Mr. Presiding Justice Shepard

delivered the opinion of the court.

This was a suit against appellant to recover damages for *128the elevation and operation of appellant’s road-bed and tracks, under an ordinance of the city of Chicago, alongside of and past appellee’s premises.

The case was here before, in 1892, and was then reversed and remanded. It is reported in 44 Ill. App. 388, and the main facts can be there found. The point of the decision, so far as now necessary to be stated, then was, that the condemnation proceedings had at an earlier period, in a proceeding for that purpose, wherein damages were awarded appellee for the taking of an adjacent strip of land (a part of the same entire tract) settled the amount of damages which the land owner was entitled to, whether the railroad was built upon substantially the surface level or upon an elevated structure. But that if subsequent to the building of the road upon the surface level it was elevated, and because thereof an increased amount of smoke, cinders and dust were cast upon the adjacent land than was done by the operation of the road on the level, a recovery could be had for the additional damage, if any, done by such increase.

Upon a retrial of the case, on the theory so announced by this court, a recovery was had and judgment entered against the appellant and in favor of appellee for $9,000, from which this appeal is prosecuted.

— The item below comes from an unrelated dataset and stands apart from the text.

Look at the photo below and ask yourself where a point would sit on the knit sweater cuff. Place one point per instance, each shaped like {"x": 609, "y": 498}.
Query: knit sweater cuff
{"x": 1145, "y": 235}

Since this last trial and judgment, and while the cause has been pending in this court, the Supreme Court has decided the case of Kotz v. Illinois Central Railroad Company, 188 Ill. 578. That was a case where the Illinois Central Railroad Company acquired its right of way through an eighty-acre tract of land, by purchase and deed, and located its tracks thereon at or about the surface of the ground, from the then owner of the entire tract. The conveyance recited that the right of way was granted for the purposes of constructing, maintaining and operating thereon a single or double track railroad, with all the necessary appurtenances, and for all uses and purposes connected with the construction, repair, maintenance and complete operation of said railroad.”

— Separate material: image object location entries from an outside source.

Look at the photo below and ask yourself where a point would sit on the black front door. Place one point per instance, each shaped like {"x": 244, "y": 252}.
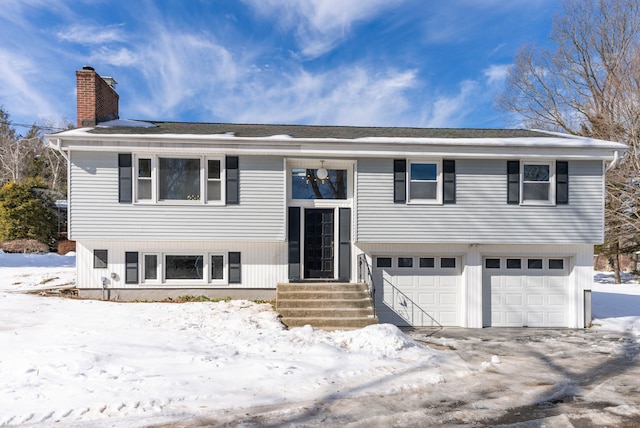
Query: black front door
{"x": 318, "y": 243}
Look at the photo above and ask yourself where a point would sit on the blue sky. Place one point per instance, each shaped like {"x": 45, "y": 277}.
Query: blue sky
{"x": 422, "y": 63}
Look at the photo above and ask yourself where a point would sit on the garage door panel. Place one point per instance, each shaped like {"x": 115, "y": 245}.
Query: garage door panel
{"x": 533, "y": 282}
{"x": 427, "y": 298}
{"x": 557, "y": 318}
{"x": 556, "y": 300}
{"x": 535, "y": 299}
{"x": 535, "y": 319}
{"x": 526, "y": 296}
{"x": 512, "y": 299}
{"x": 420, "y": 296}
{"x": 513, "y": 318}
{"x": 512, "y": 282}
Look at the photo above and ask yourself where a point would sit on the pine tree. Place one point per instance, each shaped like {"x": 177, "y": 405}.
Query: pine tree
{"x": 26, "y": 212}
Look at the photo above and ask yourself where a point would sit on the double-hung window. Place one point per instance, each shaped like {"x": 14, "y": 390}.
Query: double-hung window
{"x": 537, "y": 179}
{"x": 425, "y": 182}
{"x": 170, "y": 179}
{"x": 538, "y": 182}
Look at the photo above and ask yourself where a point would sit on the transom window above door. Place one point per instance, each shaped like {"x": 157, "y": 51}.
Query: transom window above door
{"x": 321, "y": 183}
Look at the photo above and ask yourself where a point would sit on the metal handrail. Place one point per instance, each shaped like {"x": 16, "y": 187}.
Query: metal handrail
{"x": 413, "y": 305}
{"x": 365, "y": 275}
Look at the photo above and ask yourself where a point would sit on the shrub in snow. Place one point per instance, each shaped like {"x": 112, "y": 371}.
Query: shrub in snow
{"x": 65, "y": 247}
{"x": 26, "y": 212}
{"x": 25, "y": 246}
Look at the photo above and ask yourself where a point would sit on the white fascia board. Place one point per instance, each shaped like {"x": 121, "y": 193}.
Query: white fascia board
{"x": 522, "y": 147}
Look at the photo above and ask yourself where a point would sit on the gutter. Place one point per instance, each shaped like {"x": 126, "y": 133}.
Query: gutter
{"x": 57, "y": 146}
{"x": 614, "y": 162}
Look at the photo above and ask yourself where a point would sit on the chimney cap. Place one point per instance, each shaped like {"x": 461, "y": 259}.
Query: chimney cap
{"x": 110, "y": 81}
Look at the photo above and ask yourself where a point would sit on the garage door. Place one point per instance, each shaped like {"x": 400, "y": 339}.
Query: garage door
{"x": 525, "y": 292}
{"x": 418, "y": 291}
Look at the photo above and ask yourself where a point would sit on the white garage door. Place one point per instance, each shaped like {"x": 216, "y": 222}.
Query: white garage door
{"x": 525, "y": 292}
{"x": 418, "y": 291}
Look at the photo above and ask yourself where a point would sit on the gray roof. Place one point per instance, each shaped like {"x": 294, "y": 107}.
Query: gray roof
{"x": 313, "y": 131}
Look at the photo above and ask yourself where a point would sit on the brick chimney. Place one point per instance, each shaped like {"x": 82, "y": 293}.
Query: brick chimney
{"x": 97, "y": 97}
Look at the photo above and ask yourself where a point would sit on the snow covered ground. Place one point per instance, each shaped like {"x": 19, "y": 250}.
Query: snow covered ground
{"x": 67, "y": 362}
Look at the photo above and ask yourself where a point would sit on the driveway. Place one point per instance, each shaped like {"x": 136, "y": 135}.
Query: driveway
{"x": 556, "y": 377}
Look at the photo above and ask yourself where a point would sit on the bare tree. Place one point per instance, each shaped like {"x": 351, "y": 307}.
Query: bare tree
{"x": 25, "y": 157}
{"x": 588, "y": 83}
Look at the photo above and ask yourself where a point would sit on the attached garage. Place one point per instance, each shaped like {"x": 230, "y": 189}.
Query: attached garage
{"x": 418, "y": 291}
{"x": 526, "y": 292}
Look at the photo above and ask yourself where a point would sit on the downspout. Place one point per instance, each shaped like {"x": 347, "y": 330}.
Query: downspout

*129Several years afterward, Kotz acquired title to a lot in the same tract, adjoining the right of way so acquired by the Illinois Central Company, and subsequently brought suit to recover damages alleged to have been sustained by him by the elevation, some twelve to fourteen feet, of the road-bed and tracks of the railroad company, past Kotz’ lot.

One element of damage claimed by Kotz was that arising from more noise, dust, cinders, smoke, gases and other noxious substances being cast upon his lot from the operation of the railroad as elevated, than before, when operated at or near the surface; and it was held he could not recover; that the damage, if any, to Kotz, was damnum absque insoria.

That decision seems to us to be conclusive of this case. Counsel attempt to distinguish it from the present case, principally upon the ground that there the right of way was acquired by deed containing the clause quoted, supra, while here the right of way was acquired “ by condemnation proceedings only, in which damages were assessed upon the basis of a road passing the premises of appellee at the natural surface of the ground.”

We are unable to appreciate the distinction. In both cases the right of way was acquired for the purposes of constructing, maintaining and operating a railroad, and, as said by Mr. Justice Hand in the Kotz case, the right of appellee in such respect “ was not exhausted as soon as a surface road was built thereon, but is a continuing right which will enable appellee to change its plan of construction and operation to meet the demands upon it of a growing business and the changes wrought by the development of society.”

Having reached this conclusion, it is entirely unnecessary to consider the other questions that have been argued.

The judgment of the Circuit Court is reversed, without remanding the cause.